Pinterest Multimodal Dataset ToolBox

Created by Junhua Mao

Introduction

This is a toolbox to download and manage the released part of the Pinterest40M multimodal dataset introduced in the paper Training and Evaluating Multimodal Word Embeddings with Large-scale Web Annotated Images. More information can be found on the [Project Page](http://www.stat. ucla.edu/~junhua.mao/multimodal_embedding.html).

Cite

If you find this dataset or toolbox useful in your research, please cite:

@inproceedings{mao2016training,
  title={Training and Evaluating Multimodal Word Embeddings with Large-scale Web Annotated Images},
  author={Mao, Junhua and Xu, Jiajing and Jing, Yushi and Yuille, Alan},
  booktitle={NIPS},
  year={2016}
}

Toolbox Installation and Data Downloading

Download and setup meta files.

Suppose that toolkit is install on $PATH_PTool:

cd $PATH_PTool
bash download_meta.sh

Download images.

You can easily download images in parallel (12 workers by default) and resize the downloaded images to 224x224:

cd $PATH_PTool
python download_images.py

There are ~5 million images in the dataset.
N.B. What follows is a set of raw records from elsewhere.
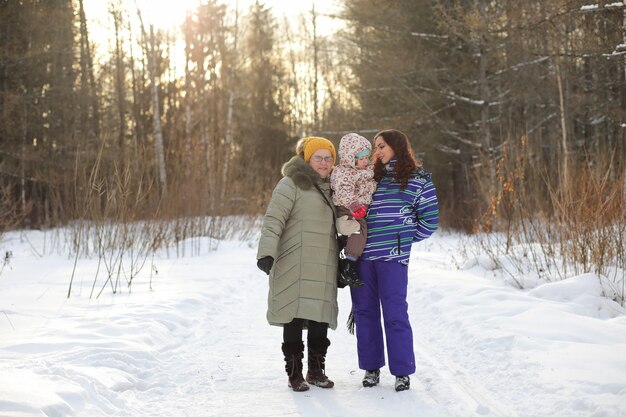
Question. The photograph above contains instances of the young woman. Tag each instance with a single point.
(298, 250)
(403, 211)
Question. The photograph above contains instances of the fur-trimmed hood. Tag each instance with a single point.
(302, 174)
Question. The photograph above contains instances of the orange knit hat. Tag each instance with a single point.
(314, 143)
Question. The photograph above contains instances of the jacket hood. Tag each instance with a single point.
(349, 146)
(301, 173)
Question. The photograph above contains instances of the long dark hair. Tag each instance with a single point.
(405, 164)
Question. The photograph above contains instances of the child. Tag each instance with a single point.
(352, 181)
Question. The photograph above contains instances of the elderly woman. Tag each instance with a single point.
(298, 250)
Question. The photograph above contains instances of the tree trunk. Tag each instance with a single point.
(156, 118)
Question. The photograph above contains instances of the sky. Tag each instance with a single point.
(190, 338)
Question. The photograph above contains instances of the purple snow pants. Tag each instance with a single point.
(386, 286)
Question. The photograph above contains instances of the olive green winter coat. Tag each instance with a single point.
(298, 232)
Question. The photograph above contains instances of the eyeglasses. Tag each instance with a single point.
(317, 158)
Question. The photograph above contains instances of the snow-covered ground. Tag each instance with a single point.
(197, 343)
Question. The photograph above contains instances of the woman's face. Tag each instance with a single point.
(322, 162)
(382, 151)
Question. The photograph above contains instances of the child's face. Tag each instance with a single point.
(363, 162)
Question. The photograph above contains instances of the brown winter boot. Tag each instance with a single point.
(294, 352)
(317, 349)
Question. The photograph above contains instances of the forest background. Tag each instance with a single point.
(516, 107)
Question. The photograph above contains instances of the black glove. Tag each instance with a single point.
(265, 264)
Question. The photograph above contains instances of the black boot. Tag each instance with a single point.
(294, 352)
(348, 274)
(316, 374)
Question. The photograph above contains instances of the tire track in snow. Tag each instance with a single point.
(449, 384)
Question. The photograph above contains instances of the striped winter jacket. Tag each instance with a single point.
(396, 219)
The download process can take days.

The script allows you to resume your downloading at any time. Just re-run download_images.py if your downloading is shutted down unexpectedly. It is possible that you failed to access some of the urls at the first time. Re-run download_images.py to have another try.
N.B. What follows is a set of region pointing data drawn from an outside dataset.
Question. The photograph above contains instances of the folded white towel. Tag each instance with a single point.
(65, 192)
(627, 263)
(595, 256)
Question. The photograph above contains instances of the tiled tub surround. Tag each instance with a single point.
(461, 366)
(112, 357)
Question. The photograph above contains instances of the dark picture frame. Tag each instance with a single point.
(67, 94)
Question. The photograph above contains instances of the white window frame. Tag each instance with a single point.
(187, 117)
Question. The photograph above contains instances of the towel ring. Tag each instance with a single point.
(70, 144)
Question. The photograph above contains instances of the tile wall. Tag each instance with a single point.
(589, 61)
You are welcome to read download_images.py and py_utils.py for personalized and advanced downloading settings (e.g. see the docstring of py_utils.PinDataset.download_images).

Demo

View demo.ipynb for how to use this toolbox.

Recommended Dataset Split

Use pin_2016_v1_0000.npy to pin_2016_v1_0097.npy as the training set.

Use pin_2016_v1_0098.npy as the validation set.

Use pin_2016_v1_0099.npy as the test set.

License

The copyright of the annotations and the images belongs to the original source. This meta data file can be used for research proposes only.

This toolbox is licensed under a Creative Commons Attribution 4.0 International License.